Workflow applications using Maestro Core offer and demand CDOs to the
:ref:`Maestro Pool<cdo_management>`, a conceptual entity that represents the
set of resources contributed to Maestro, in particular the set of offered CDOs.
One typical use of Maestro Core is bypassing persistent storage for application
coupling, by way of the Maestro Pool.
:ref:`CDOs<cdo>` are basically Maestro Core currency, they contain data and metadata,
including user-defined metadata plus data semantics such as data layout
information and other information on the data usage the transfer scheduler may
take advantage of.
A minimal Maestro-enabled multi-app setup would consist in one producer
application, one consumer application and one Pool Manager application, the
latter being shipped with Maestro Core and alternatively invokable via the
Maestro Core API. The :ref:`Pool Manager<pm>` is a Maestro Core-produced
application that handles networking, transport scheduling and propagates
pool events for inspection.
.. image:: img/maestro_core_components.png
:alt: Maestro core components overview
:ref:`Events<events>` allow for higher-level control of the Maestro-enabled
workflow, and interfacing with many useful components. In particular, they
allow the implementation of data-driven Workflow Managers or more generally
Execution Frameworks, meaning they can schedule jobs based on CDO availability
and location which is indeed notified by events. :ref:`Data
management<cdo_management>` (and :ref:`memory management<mamba>` as well) is
then effectively delegated by Execution Frameworks and applications to Maestro
Core.
As an example of useful workflow components, staging and saving CDOs of choice
may be implemented by users via Librarian and Archiver components, the latter
relying especially on events to be notified of the availability of relevant
CDOs for archiving purposes.
A keep-alive proxy may allow to retain CDOs from being withdrawn from the pool,
which would be before they have been properly handled by all the components
that might have needed them.
Maestro-enabled components natively produce logs as well as a telemetry report
at finalize time, nonetheless Events allow to implement more specific
telemetry/logger components, with :ref:`selectors<events>` allowing
:ref:`cherry-picking<story_cherry>` of events and CDOs.

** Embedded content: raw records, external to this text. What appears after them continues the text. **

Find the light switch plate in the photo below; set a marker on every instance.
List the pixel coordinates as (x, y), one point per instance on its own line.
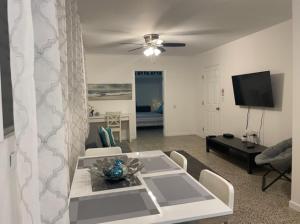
(13, 160)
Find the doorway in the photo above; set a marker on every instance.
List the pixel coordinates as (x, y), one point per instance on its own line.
(211, 101)
(149, 103)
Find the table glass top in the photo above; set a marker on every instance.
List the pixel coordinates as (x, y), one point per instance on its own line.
(173, 189)
(157, 164)
(111, 207)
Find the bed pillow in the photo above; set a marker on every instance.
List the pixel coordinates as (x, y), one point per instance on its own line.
(111, 137)
(104, 136)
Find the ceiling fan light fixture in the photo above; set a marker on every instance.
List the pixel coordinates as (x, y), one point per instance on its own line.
(157, 52)
(149, 51)
(159, 41)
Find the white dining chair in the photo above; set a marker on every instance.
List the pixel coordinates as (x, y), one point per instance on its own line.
(217, 185)
(108, 151)
(179, 159)
(113, 121)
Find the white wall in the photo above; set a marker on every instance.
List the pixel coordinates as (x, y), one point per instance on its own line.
(7, 193)
(148, 89)
(270, 49)
(295, 200)
(179, 86)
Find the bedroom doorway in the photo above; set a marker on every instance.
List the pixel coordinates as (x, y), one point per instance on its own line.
(149, 103)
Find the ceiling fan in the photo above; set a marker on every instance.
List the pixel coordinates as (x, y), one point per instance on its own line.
(154, 46)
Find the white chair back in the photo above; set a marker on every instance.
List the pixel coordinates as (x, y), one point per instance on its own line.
(113, 119)
(179, 159)
(218, 186)
(93, 152)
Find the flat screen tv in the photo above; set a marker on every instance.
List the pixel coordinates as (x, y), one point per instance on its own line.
(253, 89)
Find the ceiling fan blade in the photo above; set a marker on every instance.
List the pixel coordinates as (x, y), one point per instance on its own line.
(135, 49)
(173, 44)
(161, 49)
(132, 44)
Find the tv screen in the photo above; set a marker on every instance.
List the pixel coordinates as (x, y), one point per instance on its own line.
(253, 89)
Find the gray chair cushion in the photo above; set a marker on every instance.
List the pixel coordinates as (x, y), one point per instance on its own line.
(279, 156)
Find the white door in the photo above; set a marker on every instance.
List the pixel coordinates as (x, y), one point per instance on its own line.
(211, 101)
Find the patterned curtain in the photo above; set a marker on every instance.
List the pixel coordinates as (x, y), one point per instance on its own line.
(50, 104)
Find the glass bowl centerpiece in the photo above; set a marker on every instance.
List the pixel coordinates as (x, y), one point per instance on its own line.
(115, 169)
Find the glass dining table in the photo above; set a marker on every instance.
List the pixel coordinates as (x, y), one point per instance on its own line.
(161, 192)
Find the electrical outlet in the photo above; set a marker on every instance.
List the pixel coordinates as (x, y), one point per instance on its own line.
(252, 133)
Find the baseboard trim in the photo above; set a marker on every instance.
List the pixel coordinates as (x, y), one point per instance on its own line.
(294, 205)
(169, 134)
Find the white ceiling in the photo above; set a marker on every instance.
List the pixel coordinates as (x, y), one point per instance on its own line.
(201, 24)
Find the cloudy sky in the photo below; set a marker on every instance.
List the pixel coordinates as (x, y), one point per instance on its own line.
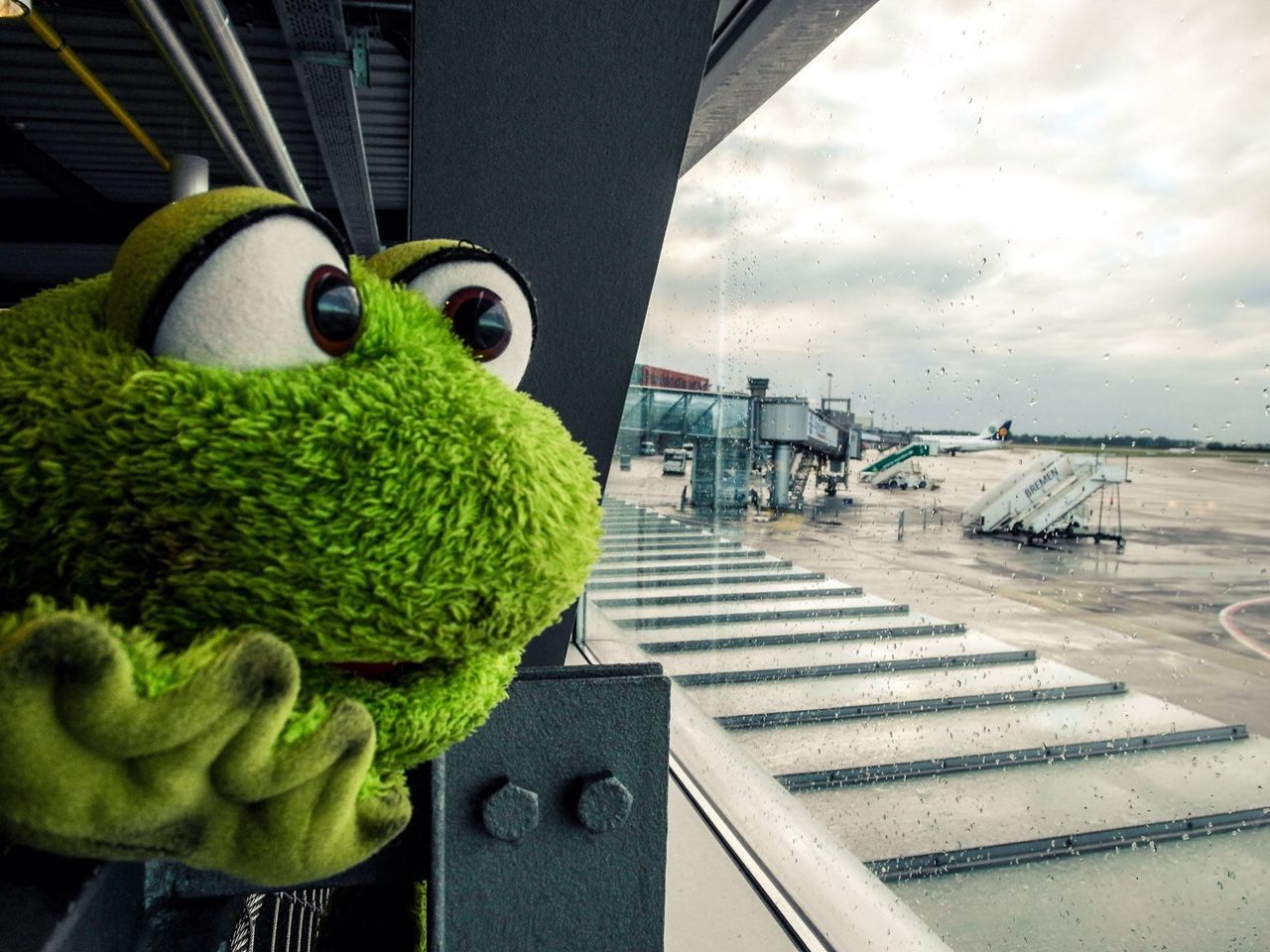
(1049, 209)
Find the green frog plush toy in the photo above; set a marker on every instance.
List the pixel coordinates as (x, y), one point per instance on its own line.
(273, 530)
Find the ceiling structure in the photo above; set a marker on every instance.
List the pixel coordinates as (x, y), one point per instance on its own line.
(336, 79)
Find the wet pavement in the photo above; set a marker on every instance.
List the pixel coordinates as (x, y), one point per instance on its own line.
(1198, 538)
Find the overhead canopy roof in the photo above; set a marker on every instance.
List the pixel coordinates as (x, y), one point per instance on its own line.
(72, 181)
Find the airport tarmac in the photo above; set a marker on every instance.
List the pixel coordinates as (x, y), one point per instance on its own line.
(1198, 539)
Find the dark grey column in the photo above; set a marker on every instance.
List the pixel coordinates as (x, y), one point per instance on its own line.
(553, 132)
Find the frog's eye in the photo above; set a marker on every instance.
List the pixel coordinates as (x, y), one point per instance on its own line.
(270, 289)
(486, 303)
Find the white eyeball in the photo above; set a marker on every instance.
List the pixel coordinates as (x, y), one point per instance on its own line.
(486, 303)
(268, 290)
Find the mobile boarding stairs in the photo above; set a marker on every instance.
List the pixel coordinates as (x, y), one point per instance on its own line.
(876, 472)
(1051, 498)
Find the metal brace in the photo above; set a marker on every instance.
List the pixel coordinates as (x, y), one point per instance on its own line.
(356, 59)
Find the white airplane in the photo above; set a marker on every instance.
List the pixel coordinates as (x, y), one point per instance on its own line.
(992, 438)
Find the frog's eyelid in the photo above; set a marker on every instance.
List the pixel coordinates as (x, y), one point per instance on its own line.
(206, 246)
(468, 252)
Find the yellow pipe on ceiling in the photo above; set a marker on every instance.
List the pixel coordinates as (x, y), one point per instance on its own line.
(45, 31)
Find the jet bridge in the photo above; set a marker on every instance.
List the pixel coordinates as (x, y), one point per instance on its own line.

CDOs convey a great deal of data and memory semantics.
Data usage information such as CDO dependences or an eager transfer policy for
instance *(both yet to be implemented)* helps the scheduler and thus general
performance.
Data layout information lets Maestro make the transformations between a given
offered CDO in a given data layout L1 (say row-major) to the demanded CDO on
the consumer side that may have a layout L2 (say column-major). This allows
user to abstract away data layout, especially if tools / source-to-source
edition fills the data layout attribute (semi) automatically. Data layouts may
be distributed *(WIP)* and Maestro Core *will soon* handle the redistribution
complying with producer and consumer layout and dsitribution scheme
requirements.
.. image:: img/core_data_object.png
:alt: Anatomy of the Core Data Object
CDO location is expressed as a so-called Memory Object, which of course can mean a certain number of layers (DRAM, GDRAM, Parallel Filesystem, Object Store, etc) and associated access methods (pointer, path, object ID, etc.), which is then used by Maestro Core to handle the transport between layers and nodes.
Collections
- Group
- Selector (get/set, select, subscribe)
user metadata
Demos
-----
A few demonstrators are shipped with Maestro Core, which are compiled and run
through
.. code-block:: shell
make check
- Local multi-threaded setup ``demo_mvp_d3_2``: with a few parameters such as number of producer, consumer and archiver threads.
- Multi-application setup ``check_pm_interlock``: The interlock demo is a minimal workflow with Pool Manager and two applications, exchanging a CDO under the Pool Manager supervision, using filesystem and object store transport, RDMA is used if any transport unavailabilities.